I learned my lesson to play closer attention to the description, it was VHS. also :c
Rivka and her husband, a Jewish couple from France are on a group trip visiting Auschwitz to see where their loved ones perished. Rivka cannot seem to stop thinking of her family who perished there and how lucky she was to escape that fate. Her husband, though Jewish himself is not so thrilled to be there. He perceived this visit as something that prolongs Rivka's agony. She's been dwelling on the past which has been causing a rift in their marriage.
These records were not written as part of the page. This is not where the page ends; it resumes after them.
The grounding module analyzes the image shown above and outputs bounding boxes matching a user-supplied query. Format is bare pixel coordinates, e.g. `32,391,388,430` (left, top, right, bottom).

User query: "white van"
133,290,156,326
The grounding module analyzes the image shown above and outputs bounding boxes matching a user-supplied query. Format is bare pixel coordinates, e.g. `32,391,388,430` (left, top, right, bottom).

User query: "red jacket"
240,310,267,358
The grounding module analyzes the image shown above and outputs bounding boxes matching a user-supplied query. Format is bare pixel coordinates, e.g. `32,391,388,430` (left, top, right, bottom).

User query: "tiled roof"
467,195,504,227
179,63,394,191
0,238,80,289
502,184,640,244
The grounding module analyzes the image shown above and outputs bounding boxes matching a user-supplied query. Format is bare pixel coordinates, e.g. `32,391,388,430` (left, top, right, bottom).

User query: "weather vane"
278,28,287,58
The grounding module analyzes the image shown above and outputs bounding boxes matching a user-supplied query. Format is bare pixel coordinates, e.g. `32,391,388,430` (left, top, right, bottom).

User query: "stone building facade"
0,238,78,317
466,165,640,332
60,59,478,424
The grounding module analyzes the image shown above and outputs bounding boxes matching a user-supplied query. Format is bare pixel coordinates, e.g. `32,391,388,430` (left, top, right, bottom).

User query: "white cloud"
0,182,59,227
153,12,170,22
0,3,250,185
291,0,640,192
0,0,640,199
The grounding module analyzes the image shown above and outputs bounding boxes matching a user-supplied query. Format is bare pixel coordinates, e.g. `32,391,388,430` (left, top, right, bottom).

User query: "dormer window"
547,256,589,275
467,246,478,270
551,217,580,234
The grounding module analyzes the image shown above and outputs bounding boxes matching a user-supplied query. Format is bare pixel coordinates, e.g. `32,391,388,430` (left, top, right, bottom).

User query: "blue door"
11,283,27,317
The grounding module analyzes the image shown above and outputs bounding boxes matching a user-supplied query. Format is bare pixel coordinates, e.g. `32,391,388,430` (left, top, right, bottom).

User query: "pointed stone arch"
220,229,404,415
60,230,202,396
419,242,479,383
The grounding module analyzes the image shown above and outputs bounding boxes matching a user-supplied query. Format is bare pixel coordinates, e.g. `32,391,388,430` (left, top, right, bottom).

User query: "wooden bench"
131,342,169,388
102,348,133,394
The second woman just arrived to Israel from the former Soviet Union with her neighbors. Her travails did not end with the end of WWII in 1945. Living in the Soviet Union, her family experienced further trials. She's been a lonely widow for over 20 years and anxiously awaited the opportunity to immigrate to Israel. Finally, after the collapse of USSR in 1991 the doors have opened for her. So she joined her neighbor's family and traveled with them to Israel. Yet the long awaited arrival has a bitter-sweet taste. While she's glad to be "home" in the holy land she can sense that she's being a burden to the neighbor's wife she arrived with. But the husband is trying to find a job and make sure she has a place with them. She in turns assures them that she'll find her relative and move in with her. When she does find her relative and visits her in a hospice care she's very disappointed. Her relative shows no interest in her except for saying hello, which only add to her already mounting disappointment. Finally, she discovers to her surprise, that no one can speak Yiddish and since she can't speak Hebrew she's unable to communicate with anyone. She proclaims "it appears that there are no more Jews in the Holy Land, they are all Israelis...." This further adds to her loneliness and frustration. Her life-long hope of escaping the memories of the Holocaust and moving into the promised land did not quite turn out what she thought it might be.
The final story is of a woman living in Israel originally from France. When she was a young child, she and her siblings were separated from their parents and shipped to Palestine. She never saw her parents again not knowing what happened to them, whether they survived or perished in the Holocaust. She's been searching for her family all her life. One day she receives a phone call from a man living in France claiming to be her father. They have the same last name, he had a daughter of the same name as her, and both came from the same part of Paris. The man is in his 80's and comes to Israel to visit her. After getting acquainted, she finds out that they are not related. However she invites him to stay if he'd like, knowing too well the pain of losing someone and being alone.
All three stories tell the tale of suffering, not so much of physical suffering such as torture, but the emotional impact the Holocaust had on them. This is a tale of a generation that lived through many challenges and happy times were few and far between. Even when times got better, they were unable to truly enjoy themselves being too scarred by the memories, emotional trauma and other marks left by the Holocaust.